Philippe Katerine fout la banane
Philippe Katerine a sorti il y a quelques mois son dernier album, sobrement nommé "Philippe Katerine". La sobriété, l'économie de mots, voilà ce qu'a choisi ce doux dingue de la chanson française actuelle pour ce 10ème album. Certains parleront de foutage de gueule d'autres de génie. Je fais partie de cette seconde catégorie de personnes.
Avec cet album, Katerine nous mène plus loin qu'aucun de ses précédents albums ne nous a amené, dans un monde basé sur le ressenti et les émotions primaires. En prenant le parti d'économiser ses mots, Katerine prend le contre pied "Des créatures". Ici nous sommes dans le minimaliste. "Bla bla bla" en est l'exemple flagrant. Mais qui dit minimalisme au niveau du vocabulaire ne veut pas dire titres faciles et pauvres en talent. La musicalité des morceaux, l'inventivité et le second degré prennent une place majeure dans ce "Philippe Katerine". "Les derniers seront toujours les premiers" reprend bêtement l'alphabet à l'endroit et à l'envers mais essayez de commencer par le Z et vous verrez que nous sommes loin de la facilité.
Philippe Katerine fait ici plus dans l'objet d'art que dans l'album classique. Ne vous attendez pas à rencontrer des morceaux communs, tout est invention et on imagine très bien cette galette dans un musée d'Art Contemporain.
Comme je le disais Philippe Katerine cherche à éveiller en nous des sentiments primaires avec des titres aussi bien contruits que "Des bisous" (vous vous transformerez en bisounours vivant), "Bien mal" avec le talent de faire passer le bonheur et la tristesse simplement par des accords, "Moustache" ou comment faire de la musique avec le rire, "Sac en plastique" exprimant la légèreté ou encore "La musique" qui décompose un morceau par le nom de ses notes.

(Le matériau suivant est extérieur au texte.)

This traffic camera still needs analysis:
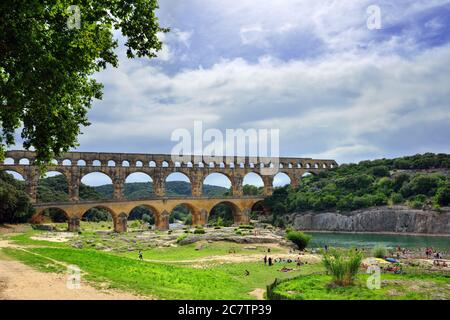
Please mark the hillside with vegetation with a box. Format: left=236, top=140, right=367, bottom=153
left=264, top=153, right=450, bottom=226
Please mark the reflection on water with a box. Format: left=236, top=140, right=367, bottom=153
left=307, top=232, right=450, bottom=250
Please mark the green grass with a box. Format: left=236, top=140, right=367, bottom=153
left=1, top=248, right=66, bottom=273
left=119, top=241, right=283, bottom=261
left=8, top=230, right=68, bottom=247
left=273, top=273, right=450, bottom=300
left=1, top=245, right=318, bottom=299
left=215, top=262, right=324, bottom=293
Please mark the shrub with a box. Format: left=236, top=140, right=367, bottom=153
left=130, top=220, right=140, bottom=229
left=238, top=224, right=254, bottom=229
left=409, top=194, right=427, bottom=209
left=391, top=193, right=404, bottom=204
left=193, top=228, right=205, bottom=234
left=322, top=248, right=363, bottom=286
left=371, top=245, right=387, bottom=258
left=369, top=165, right=390, bottom=177
left=176, top=234, right=187, bottom=243
left=235, top=230, right=243, bottom=235
left=435, top=183, right=450, bottom=206
left=286, top=231, right=311, bottom=250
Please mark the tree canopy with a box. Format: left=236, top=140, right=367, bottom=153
left=0, top=0, right=168, bottom=164
left=264, top=153, right=450, bottom=226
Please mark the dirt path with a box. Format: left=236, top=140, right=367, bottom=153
left=0, top=241, right=147, bottom=300
left=249, top=288, right=265, bottom=300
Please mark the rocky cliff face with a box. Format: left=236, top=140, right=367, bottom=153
left=287, top=206, right=450, bottom=234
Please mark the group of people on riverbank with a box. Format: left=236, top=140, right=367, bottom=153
left=262, top=247, right=309, bottom=269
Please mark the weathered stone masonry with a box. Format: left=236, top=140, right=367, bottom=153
left=1, top=150, right=337, bottom=232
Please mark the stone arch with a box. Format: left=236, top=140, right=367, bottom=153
left=19, top=158, right=30, bottom=165
left=242, top=172, right=264, bottom=195
left=3, top=157, right=15, bottom=165
left=77, top=159, right=86, bottom=166
left=37, top=170, right=70, bottom=203
left=165, top=172, right=192, bottom=196
left=81, top=172, right=113, bottom=199
left=81, top=205, right=116, bottom=231
left=32, top=206, right=70, bottom=224
left=302, top=171, right=316, bottom=177
left=107, top=160, right=116, bottom=167
left=92, top=160, right=102, bottom=166
left=124, top=172, right=154, bottom=199
left=0, top=169, right=25, bottom=181
left=208, top=200, right=242, bottom=226
left=273, top=172, right=291, bottom=187
left=203, top=172, right=232, bottom=196
left=62, top=159, right=72, bottom=166
left=168, top=202, right=198, bottom=228
left=250, top=200, right=267, bottom=217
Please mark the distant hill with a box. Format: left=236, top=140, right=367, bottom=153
left=265, top=152, right=450, bottom=227
left=93, top=180, right=229, bottom=199
left=37, top=175, right=229, bottom=202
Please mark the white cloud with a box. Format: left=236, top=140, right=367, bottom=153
left=81, top=38, right=450, bottom=165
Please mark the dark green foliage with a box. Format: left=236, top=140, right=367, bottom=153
left=169, top=205, right=190, bottom=223
left=193, top=228, right=205, bottom=234
left=0, top=0, right=168, bottom=163
left=83, top=208, right=112, bottom=222
left=243, top=184, right=263, bottom=195
left=400, top=174, right=444, bottom=197
left=286, top=231, right=311, bottom=250
left=209, top=204, right=234, bottom=227
left=435, top=182, right=450, bottom=206
left=263, top=153, right=450, bottom=219
left=0, top=172, right=34, bottom=223
left=322, top=248, right=363, bottom=286
left=93, top=181, right=228, bottom=199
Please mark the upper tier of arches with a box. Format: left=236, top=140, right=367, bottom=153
left=2, top=150, right=338, bottom=169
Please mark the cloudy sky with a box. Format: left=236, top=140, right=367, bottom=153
left=15, top=1, right=450, bottom=186
left=79, top=0, right=450, bottom=164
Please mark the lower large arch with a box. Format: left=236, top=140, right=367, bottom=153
left=81, top=206, right=115, bottom=231
left=128, top=204, right=160, bottom=231
left=30, top=207, right=69, bottom=230
left=169, top=203, right=198, bottom=228
left=208, top=201, right=243, bottom=226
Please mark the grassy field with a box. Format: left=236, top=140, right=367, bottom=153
left=119, top=241, right=284, bottom=261
left=1, top=228, right=309, bottom=299
left=1, top=227, right=449, bottom=300
left=1, top=246, right=307, bottom=299
left=272, top=272, right=450, bottom=300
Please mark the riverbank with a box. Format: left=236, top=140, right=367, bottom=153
left=288, top=206, right=450, bottom=234
left=301, top=230, right=450, bottom=237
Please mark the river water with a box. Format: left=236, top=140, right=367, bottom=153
left=306, top=232, right=450, bottom=250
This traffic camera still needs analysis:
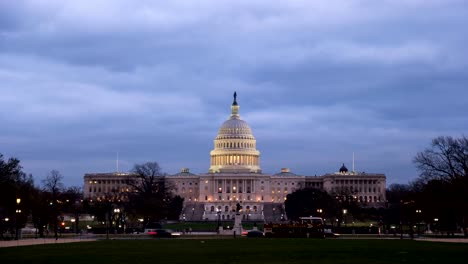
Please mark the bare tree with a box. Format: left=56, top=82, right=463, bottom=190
left=42, top=170, right=64, bottom=240
left=414, top=136, right=468, bottom=182
left=126, top=162, right=182, bottom=227
left=414, top=136, right=468, bottom=237
left=128, top=162, right=167, bottom=196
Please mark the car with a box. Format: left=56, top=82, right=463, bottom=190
left=246, top=230, right=264, bottom=238
left=148, top=229, right=181, bottom=238
left=324, top=229, right=340, bottom=238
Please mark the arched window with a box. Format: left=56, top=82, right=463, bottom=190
left=210, top=206, right=215, bottom=212
left=225, top=206, right=229, bottom=212
left=253, top=206, right=257, bottom=212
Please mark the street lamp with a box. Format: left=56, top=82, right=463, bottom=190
left=15, top=198, right=21, bottom=240
left=114, top=208, right=121, bottom=234
left=71, top=218, right=76, bottom=234
left=415, top=209, right=422, bottom=235
left=217, top=210, right=221, bottom=233
left=343, top=209, right=348, bottom=227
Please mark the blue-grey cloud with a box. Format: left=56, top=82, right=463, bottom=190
left=1, top=0, right=468, bottom=187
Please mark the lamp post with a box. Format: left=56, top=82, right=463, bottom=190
left=70, top=218, right=76, bottom=236
left=15, top=198, right=21, bottom=240
left=217, top=210, right=221, bottom=233
left=114, top=208, right=120, bottom=234
left=415, top=209, right=422, bottom=235
left=343, top=209, right=347, bottom=227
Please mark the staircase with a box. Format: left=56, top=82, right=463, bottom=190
left=181, top=202, right=205, bottom=221
left=263, top=203, right=286, bottom=222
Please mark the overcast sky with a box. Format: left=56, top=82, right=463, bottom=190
left=1, top=0, right=467, bottom=187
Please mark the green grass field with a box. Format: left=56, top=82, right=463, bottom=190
left=1, top=239, right=467, bottom=264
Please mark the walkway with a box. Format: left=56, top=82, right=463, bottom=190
left=0, top=238, right=96, bottom=248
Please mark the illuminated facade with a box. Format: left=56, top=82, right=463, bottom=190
left=84, top=93, right=386, bottom=221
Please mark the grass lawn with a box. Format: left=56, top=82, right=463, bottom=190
left=1, top=239, right=467, bottom=264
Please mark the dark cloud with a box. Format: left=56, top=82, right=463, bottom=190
left=1, top=1, right=468, bottom=186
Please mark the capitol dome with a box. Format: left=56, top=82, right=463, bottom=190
left=209, top=92, right=261, bottom=173
left=217, top=118, right=253, bottom=138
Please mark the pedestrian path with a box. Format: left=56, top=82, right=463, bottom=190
left=0, top=238, right=96, bottom=248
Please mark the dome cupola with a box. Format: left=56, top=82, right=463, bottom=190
left=339, top=163, right=349, bottom=174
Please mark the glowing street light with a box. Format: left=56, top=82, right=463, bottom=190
left=15, top=198, right=21, bottom=240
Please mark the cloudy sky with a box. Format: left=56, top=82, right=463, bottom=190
left=1, top=0, right=467, bottom=187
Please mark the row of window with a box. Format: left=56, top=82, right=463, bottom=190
left=331, top=186, right=381, bottom=193
left=209, top=205, right=259, bottom=212
left=88, top=179, right=126, bottom=184
left=88, top=187, right=128, bottom=193
left=215, top=142, right=255, bottom=149
left=334, top=179, right=379, bottom=185
left=175, top=182, right=198, bottom=186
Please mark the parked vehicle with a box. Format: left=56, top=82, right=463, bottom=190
left=147, top=229, right=181, bottom=238
left=246, top=230, right=264, bottom=238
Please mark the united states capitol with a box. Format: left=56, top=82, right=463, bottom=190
left=84, top=93, right=386, bottom=222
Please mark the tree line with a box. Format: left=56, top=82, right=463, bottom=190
left=284, top=136, right=468, bottom=237
left=0, top=157, right=183, bottom=240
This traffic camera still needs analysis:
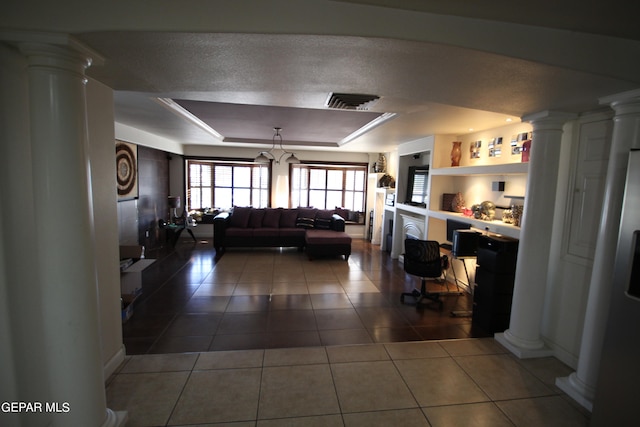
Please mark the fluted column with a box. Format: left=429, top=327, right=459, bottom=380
left=495, top=111, right=576, bottom=357
left=15, top=40, right=120, bottom=427
left=556, top=89, right=640, bottom=411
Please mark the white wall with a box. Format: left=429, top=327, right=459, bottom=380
left=86, top=79, right=125, bottom=377
left=116, top=122, right=184, bottom=155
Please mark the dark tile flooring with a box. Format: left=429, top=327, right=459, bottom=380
left=123, top=238, right=490, bottom=354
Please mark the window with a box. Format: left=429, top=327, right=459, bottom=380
left=187, top=159, right=270, bottom=210
left=406, top=165, right=429, bottom=206
left=291, top=163, right=367, bottom=212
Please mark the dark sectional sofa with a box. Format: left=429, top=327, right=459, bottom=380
left=213, top=207, right=352, bottom=260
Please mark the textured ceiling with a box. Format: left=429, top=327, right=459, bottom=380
left=5, top=0, right=637, bottom=153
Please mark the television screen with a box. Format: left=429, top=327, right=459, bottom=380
left=406, top=165, right=429, bottom=206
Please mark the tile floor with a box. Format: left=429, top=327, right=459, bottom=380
left=123, top=238, right=488, bottom=354
left=106, top=338, right=590, bottom=426
left=114, top=238, right=589, bottom=426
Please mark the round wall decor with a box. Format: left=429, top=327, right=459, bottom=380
left=116, top=141, right=138, bottom=199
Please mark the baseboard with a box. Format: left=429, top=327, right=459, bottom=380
left=541, top=338, right=579, bottom=370
left=103, top=345, right=126, bottom=380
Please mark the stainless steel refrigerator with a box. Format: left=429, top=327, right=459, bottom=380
left=591, top=149, right=640, bottom=426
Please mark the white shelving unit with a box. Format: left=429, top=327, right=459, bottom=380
left=390, top=135, right=438, bottom=259
left=390, top=126, right=532, bottom=258
left=430, top=162, right=529, bottom=176
left=429, top=163, right=528, bottom=240
left=371, top=187, right=395, bottom=245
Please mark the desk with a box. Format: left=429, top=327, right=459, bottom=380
left=440, top=246, right=475, bottom=318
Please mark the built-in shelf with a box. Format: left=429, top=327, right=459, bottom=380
left=431, top=162, right=529, bottom=176
left=371, top=187, right=395, bottom=246
left=395, top=203, right=428, bottom=216
left=428, top=209, right=521, bottom=239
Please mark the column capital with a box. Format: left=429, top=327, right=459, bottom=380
left=522, top=110, right=577, bottom=131
left=599, top=88, right=640, bottom=115
left=2, top=30, right=103, bottom=72
left=19, top=42, right=93, bottom=79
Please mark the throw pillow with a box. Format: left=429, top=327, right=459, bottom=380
left=335, top=207, right=350, bottom=221
left=315, top=209, right=334, bottom=229
left=296, top=217, right=316, bottom=229
left=296, top=207, right=318, bottom=229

Au delà de la première écoute déroutante, après avoir passé le cap de la surprise, on découvre une autre dimension à cet album. Katerine avance des arguments face à des sujets d'actualité, certes de façon succincte (toujours cette économie de mots) mais qui font mouche. Sous couvert de dérision, il donne son opinion sur divers sujets de société et le résultat ne se fait pas attendre. "Liberté" pourrait sans problème se retrouver en tête de cortège de manifestation. "Liberté mon cul, égalité mon cul, fraternité moncul", pas besoin d'en rajouter tout est dit. "La reine d'Angleterre" montre bien ce que les chefs d'Etat ont comme considération à l'égard de leurs concitoyens. "La banane", single qui a cartonné sur les ondes, aborde les sujets de la liberté et du droit à la différence: "plutôt crever que de me lever parce que vous me le demandez". "Té-lé-phone", quant à lui, a pour objet la modernisation et la dépendance à un gadget devenu indispensable aux accro de high tech. Enfin "Juifs arabes" qui rien qu'avec son titre m'exempte de tout commentaire quant à son contenu.
Parlons des duos maintenant.Cet album, ouvertement présenté comme familial avec la photo de famille de la pochette, propose des duos qui sont autant de moments de partage arrivant comme des ovnis dans le monde musical: "J'aime tes fesses" avec son amie Jeanne Balibar, "à toi - à toi" avec sa fille Edie. Enfin "Il veut faire un film (avec une femme nue et des handicapés)" avec ses parents, il fallait oser. Surréaliste. En restant dans l'halu totale, on a aussi "Le rêve" de Katerine qui est assez "déconcertant". Quelle folie, quelle impertinence. Au jour d'aujourd'hui aucun artiste n'ose aller aussi loin. Quel pied!
"Parivélib'" est l'exception qui confirme la règle. Là, pas d'économie de mots et une vraie ode au bonheur de faire du vélo à Paris la nuit sous substance. Ce titre est un vrai bijou. Seul Katerine peut se permettre ce genre d'objet musical et que tout le monde crie au génie. Dans l'idée, "Vieille chaîne" est aussi magnifique et on s'attendrit sur une chaîne hifi abandonnée aux ordures sur fond d'une instru prenant aux trippes. Si quelqu'un nous aurait dit ce genre de choses avant l'écoute de cet album, on lui aurait rit au nez. Et pourtant...
La meilleure pour la fin, mon coup de coeur: "Musique d'ordinateur" où le trip absolu sur la musique de Windows XP. On frôle le génie niveau instrumental. C'est court (1.49) mais il y a du 70's dans ce morceau, du Pink Floyd même. Superbe.
Merci Monsieur Katerine pour ces moments de joie à la découverte de chaque nouvel album. Encore une fois, on en prend plein la vue!